Dopamine is another possible culprit. A study using rats earned headlines for suggesting sweet foods could be as addictive as cocaine. This might be due to affects on dopamine, a brain chemical involved in the reward system. Dopamine is also thought to influence mood. And addiction is itself associated with a higher risk of developing a mood disorder.

Finally, sugar intake could be associated with other factors, such as obesity, which itself is related to mood.

But these associations could also reflect a reverse phenomenon: low mood could make people change their diet. Sweet foods could be used to soothe bad feelings by providing a short-term mood boost. And low mood and anxiety could make simple tasks, such as grocery shopping or cooking, so difficult and exhausting for the sufferer that they might start to avoid them. Instead, they might opt for junk food, takeaways and ready meals – all of which have a high sugar content.

What our study adds to the debate

For our latest study, my colleagues and I put the reverse association idea to the test. We used sugar intake from sweet food and drinks to predict new and recurrent mood disorders in a group of British civil servants.
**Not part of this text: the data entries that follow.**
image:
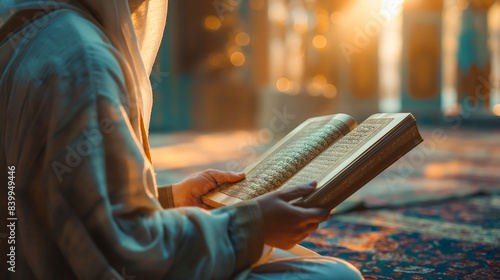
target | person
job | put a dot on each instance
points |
(76, 102)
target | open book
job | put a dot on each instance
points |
(332, 150)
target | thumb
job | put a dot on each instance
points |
(225, 176)
(298, 191)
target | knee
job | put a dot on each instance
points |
(334, 268)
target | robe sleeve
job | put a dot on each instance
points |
(103, 211)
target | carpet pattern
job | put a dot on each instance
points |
(454, 239)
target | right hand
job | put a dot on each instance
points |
(285, 224)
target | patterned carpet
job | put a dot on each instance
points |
(454, 239)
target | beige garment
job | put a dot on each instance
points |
(85, 190)
(74, 118)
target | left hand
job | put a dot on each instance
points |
(189, 191)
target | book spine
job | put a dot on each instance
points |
(373, 166)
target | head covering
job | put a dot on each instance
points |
(136, 28)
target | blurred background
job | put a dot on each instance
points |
(232, 76)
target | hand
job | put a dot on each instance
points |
(189, 191)
(285, 224)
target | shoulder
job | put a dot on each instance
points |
(73, 52)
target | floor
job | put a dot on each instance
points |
(435, 214)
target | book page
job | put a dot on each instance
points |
(338, 153)
(287, 159)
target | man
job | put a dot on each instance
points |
(76, 104)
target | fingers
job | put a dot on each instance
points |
(296, 192)
(225, 176)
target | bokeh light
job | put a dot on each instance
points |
(237, 58)
(212, 23)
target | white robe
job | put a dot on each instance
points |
(86, 197)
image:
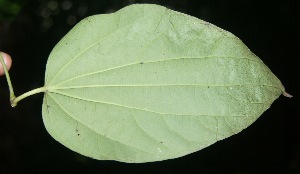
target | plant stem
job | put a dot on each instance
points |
(11, 90)
(27, 94)
(13, 99)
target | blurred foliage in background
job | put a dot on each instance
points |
(9, 9)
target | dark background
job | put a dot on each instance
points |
(30, 29)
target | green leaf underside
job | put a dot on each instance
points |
(147, 84)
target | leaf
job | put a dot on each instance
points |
(147, 84)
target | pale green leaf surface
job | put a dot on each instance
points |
(147, 84)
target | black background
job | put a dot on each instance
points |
(271, 145)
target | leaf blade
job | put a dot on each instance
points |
(154, 89)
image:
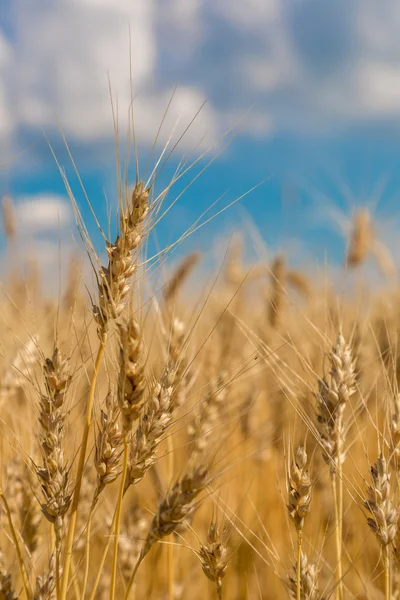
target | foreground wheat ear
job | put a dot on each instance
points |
(113, 286)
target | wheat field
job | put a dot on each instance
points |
(238, 442)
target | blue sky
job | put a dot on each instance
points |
(322, 79)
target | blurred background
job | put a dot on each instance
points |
(309, 91)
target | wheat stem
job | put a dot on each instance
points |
(81, 465)
(339, 589)
(387, 572)
(87, 550)
(24, 574)
(298, 582)
(171, 554)
(132, 578)
(118, 520)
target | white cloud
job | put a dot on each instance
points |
(304, 64)
(38, 214)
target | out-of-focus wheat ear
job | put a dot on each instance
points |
(299, 501)
(172, 511)
(178, 278)
(383, 258)
(133, 531)
(18, 373)
(114, 279)
(46, 584)
(299, 282)
(277, 294)
(7, 591)
(394, 442)
(361, 238)
(131, 380)
(308, 577)
(214, 558)
(383, 515)
(202, 428)
(71, 289)
(8, 213)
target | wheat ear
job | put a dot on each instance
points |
(383, 515)
(299, 491)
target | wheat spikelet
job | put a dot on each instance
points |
(308, 578)
(379, 503)
(114, 279)
(151, 429)
(131, 382)
(53, 476)
(332, 397)
(299, 488)
(202, 427)
(109, 444)
(174, 509)
(213, 557)
(7, 591)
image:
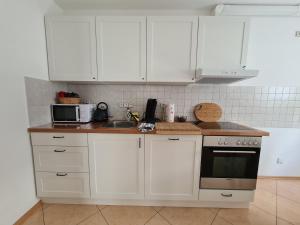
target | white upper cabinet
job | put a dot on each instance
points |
(171, 48)
(121, 48)
(116, 166)
(222, 42)
(71, 45)
(172, 167)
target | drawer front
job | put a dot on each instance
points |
(65, 185)
(60, 158)
(61, 139)
(226, 195)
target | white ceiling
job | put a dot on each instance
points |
(159, 4)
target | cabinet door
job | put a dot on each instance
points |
(116, 166)
(62, 185)
(71, 45)
(171, 48)
(172, 167)
(121, 48)
(60, 158)
(222, 42)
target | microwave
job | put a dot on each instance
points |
(72, 113)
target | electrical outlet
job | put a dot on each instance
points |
(279, 161)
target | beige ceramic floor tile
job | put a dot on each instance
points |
(289, 189)
(157, 208)
(46, 205)
(68, 214)
(101, 206)
(96, 219)
(35, 219)
(251, 216)
(266, 185)
(127, 215)
(188, 216)
(265, 200)
(288, 210)
(157, 220)
(220, 221)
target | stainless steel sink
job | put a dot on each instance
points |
(120, 124)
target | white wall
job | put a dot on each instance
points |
(274, 50)
(22, 53)
(280, 153)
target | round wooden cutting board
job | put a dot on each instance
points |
(208, 112)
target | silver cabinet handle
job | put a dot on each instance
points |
(61, 174)
(235, 152)
(226, 195)
(173, 139)
(56, 150)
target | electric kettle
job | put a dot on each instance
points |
(101, 112)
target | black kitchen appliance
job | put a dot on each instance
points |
(101, 112)
(150, 111)
(230, 162)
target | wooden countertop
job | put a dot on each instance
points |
(83, 128)
(192, 129)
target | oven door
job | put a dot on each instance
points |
(65, 113)
(229, 168)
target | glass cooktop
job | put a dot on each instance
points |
(221, 126)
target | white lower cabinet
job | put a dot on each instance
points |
(116, 166)
(226, 195)
(172, 167)
(62, 185)
(61, 158)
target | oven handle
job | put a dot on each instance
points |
(235, 152)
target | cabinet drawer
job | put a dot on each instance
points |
(62, 185)
(62, 139)
(60, 158)
(226, 195)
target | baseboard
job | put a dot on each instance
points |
(279, 177)
(29, 213)
(173, 203)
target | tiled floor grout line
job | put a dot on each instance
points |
(165, 218)
(226, 220)
(103, 215)
(151, 217)
(86, 218)
(104, 206)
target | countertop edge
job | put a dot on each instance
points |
(205, 132)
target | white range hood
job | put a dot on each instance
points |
(211, 76)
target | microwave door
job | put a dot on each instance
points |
(65, 113)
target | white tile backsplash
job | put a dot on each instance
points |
(255, 106)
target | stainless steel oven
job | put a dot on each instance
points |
(229, 162)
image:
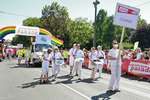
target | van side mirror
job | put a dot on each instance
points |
(32, 50)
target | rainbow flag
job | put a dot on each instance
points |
(40, 59)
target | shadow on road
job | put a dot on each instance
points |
(104, 96)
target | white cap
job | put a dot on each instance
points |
(99, 47)
(55, 47)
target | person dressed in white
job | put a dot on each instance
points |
(101, 56)
(77, 64)
(126, 56)
(92, 65)
(45, 65)
(115, 71)
(139, 54)
(56, 55)
(71, 59)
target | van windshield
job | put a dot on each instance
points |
(42, 47)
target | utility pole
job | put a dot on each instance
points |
(95, 5)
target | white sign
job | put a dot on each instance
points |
(126, 16)
(43, 39)
(26, 30)
(140, 68)
(19, 45)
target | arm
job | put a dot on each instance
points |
(45, 59)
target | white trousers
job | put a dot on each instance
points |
(115, 78)
(77, 65)
(100, 67)
(56, 69)
(45, 69)
(71, 61)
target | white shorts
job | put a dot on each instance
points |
(19, 57)
(91, 66)
(45, 69)
(27, 58)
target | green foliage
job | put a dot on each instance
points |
(25, 40)
(142, 35)
(81, 31)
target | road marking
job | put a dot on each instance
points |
(71, 89)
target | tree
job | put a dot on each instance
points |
(142, 35)
(56, 20)
(25, 40)
(81, 31)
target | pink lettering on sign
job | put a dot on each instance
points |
(122, 9)
(139, 68)
(125, 20)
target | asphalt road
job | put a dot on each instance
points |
(20, 83)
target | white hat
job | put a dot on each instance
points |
(99, 47)
(55, 47)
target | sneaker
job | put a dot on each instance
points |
(117, 90)
(80, 79)
(44, 81)
(77, 74)
(40, 81)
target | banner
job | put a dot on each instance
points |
(126, 16)
(137, 68)
(27, 31)
(43, 39)
(19, 45)
(136, 44)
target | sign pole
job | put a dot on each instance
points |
(119, 55)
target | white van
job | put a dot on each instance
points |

We also investigated whether having a mood disorder would make people more inclined to choose sweet foods and drinks.

We found that men without a mood disorder who consumed over 67g of sugar had a 23% increased risk of suffering from a mood disorder five years later, compared with those who ate less than 40g. This effect was independent of the men’s socioeconomic status, physical activity, drinking, smoking, other eating habits, body fatness and physical health.

We also found that men and women with a mood disorder and a high intake of sugar from sweet food and drinks were at higher risk of becoming depressed again five years later, compared with those who consumed less sugar. But this association was partly explained by their overall diet.
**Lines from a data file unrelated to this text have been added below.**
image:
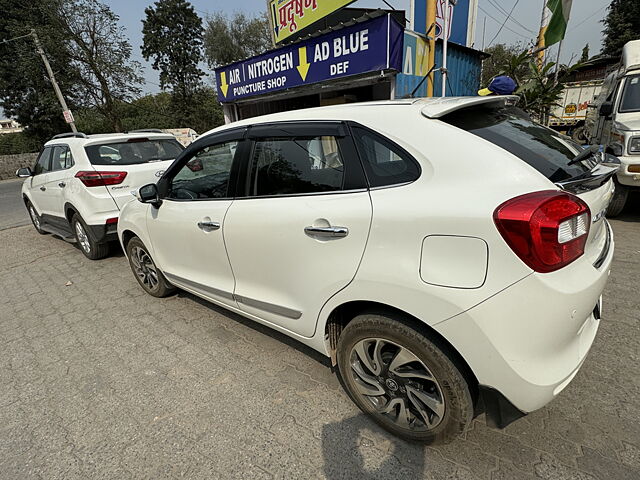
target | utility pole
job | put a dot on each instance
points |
(56, 88)
(431, 41)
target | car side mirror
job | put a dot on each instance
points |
(149, 194)
(24, 172)
(606, 109)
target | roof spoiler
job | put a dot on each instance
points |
(440, 107)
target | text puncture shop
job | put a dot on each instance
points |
(354, 63)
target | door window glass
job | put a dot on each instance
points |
(61, 159)
(206, 174)
(288, 166)
(384, 162)
(43, 164)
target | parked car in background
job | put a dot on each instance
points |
(615, 123)
(80, 183)
(447, 254)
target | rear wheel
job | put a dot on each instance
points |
(143, 267)
(404, 381)
(618, 201)
(91, 249)
(35, 219)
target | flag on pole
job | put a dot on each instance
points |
(557, 26)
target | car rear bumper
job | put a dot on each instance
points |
(529, 341)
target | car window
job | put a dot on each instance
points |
(510, 128)
(43, 164)
(288, 166)
(206, 174)
(631, 95)
(384, 163)
(134, 151)
(61, 158)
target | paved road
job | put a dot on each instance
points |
(99, 380)
(12, 211)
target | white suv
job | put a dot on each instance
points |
(80, 183)
(449, 255)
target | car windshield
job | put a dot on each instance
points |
(133, 152)
(631, 95)
(510, 128)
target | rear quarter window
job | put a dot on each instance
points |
(511, 129)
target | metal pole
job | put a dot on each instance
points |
(56, 88)
(431, 41)
(445, 41)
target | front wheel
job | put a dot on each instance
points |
(147, 274)
(91, 249)
(404, 381)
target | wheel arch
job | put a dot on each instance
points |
(344, 313)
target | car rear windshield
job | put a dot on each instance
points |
(631, 95)
(133, 152)
(510, 128)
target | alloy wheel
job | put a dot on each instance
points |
(83, 239)
(34, 217)
(144, 267)
(397, 384)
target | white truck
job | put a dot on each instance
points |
(570, 113)
(615, 123)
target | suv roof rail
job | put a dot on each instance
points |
(146, 130)
(70, 135)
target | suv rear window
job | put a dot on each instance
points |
(510, 128)
(133, 152)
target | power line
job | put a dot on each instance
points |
(498, 22)
(505, 21)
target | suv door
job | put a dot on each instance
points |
(37, 183)
(297, 235)
(186, 231)
(57, 180)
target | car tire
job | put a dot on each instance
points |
(92, 250)
(418, 393)
(618, 201)
(144, 269)
(35, 218)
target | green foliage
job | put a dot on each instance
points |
(25, 91)
(172, 37)
(101, 54)
(227, 40)
(621, 25)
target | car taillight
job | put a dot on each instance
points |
(547, 230)
(99, 179)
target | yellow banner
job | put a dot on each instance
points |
(291, 16)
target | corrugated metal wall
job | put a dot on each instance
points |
(464, 66)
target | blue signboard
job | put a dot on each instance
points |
(364, 47)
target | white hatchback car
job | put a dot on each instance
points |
(449, 255)
(80, 183)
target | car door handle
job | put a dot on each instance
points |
(208, 226)
(327, 232)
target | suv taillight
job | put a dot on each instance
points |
(100, 179)
(547, 230)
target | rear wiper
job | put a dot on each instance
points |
(586, 153)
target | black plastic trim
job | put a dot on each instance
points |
(499, 411)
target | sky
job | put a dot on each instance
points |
(584, 23)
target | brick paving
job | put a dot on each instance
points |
(99, 380)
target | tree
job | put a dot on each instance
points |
(621, 25)
(503, 61)
(227, 40)
(101, 54)
(172, 36)
(584, 57)
(26, 93)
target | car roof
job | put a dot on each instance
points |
(433, 108)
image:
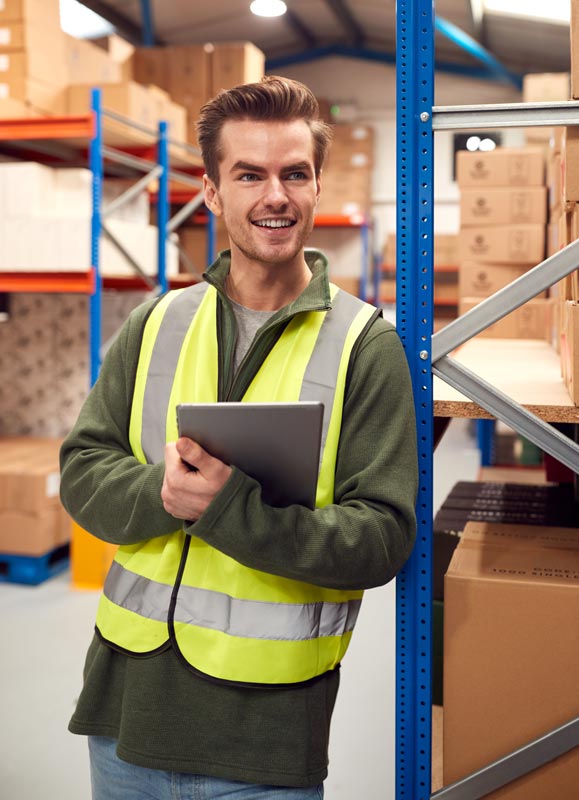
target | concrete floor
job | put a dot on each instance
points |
(45, 631)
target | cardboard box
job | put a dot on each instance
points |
(524, 166)
(45, 12)
(41, 55)
(504, 244)
(532, 320)
(481, 280)
(32, 520)
(40, 97)
(503, 206)
(130, 99)
(569, 348)
(570, 165)
(235, 63)
(510, 663)
(87, 63)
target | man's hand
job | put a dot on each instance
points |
(186, 493)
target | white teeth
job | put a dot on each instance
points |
(274, 223)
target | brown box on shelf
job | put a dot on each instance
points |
(42, 58)
(569, 347)
(87, 63)
(544, 87)
(46, 12)
(39, 96)
(570, 165)
(532, 320)
(151, 65)
(234, 63)
(506, 206)
(505, 166)
(505, 244)
(476, 279)
(32, 520)
(129, 99)
(345, 192)
(17, 109)
(507, 616)
(555, 181)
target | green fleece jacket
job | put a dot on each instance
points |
(162, 714)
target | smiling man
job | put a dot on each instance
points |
(187, 693)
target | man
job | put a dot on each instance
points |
(174, 695)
We found no evidence for a potential reverse effect: participants did not change their sugar intake after suffering from mood disorders.

Despite our findings, a number of questions remain about whether sugar makes us sad, whether it affects men more than women, and whether it is sweetness, rather than sugar itself, that explains the observed associations. What is certain, though, is that sugar is associated with a number of health problems, including tooth decay, type 2 diabetes and obesity. So cutting down on sugar is probably a good idea, regardless of whether it causes mood disorders or not.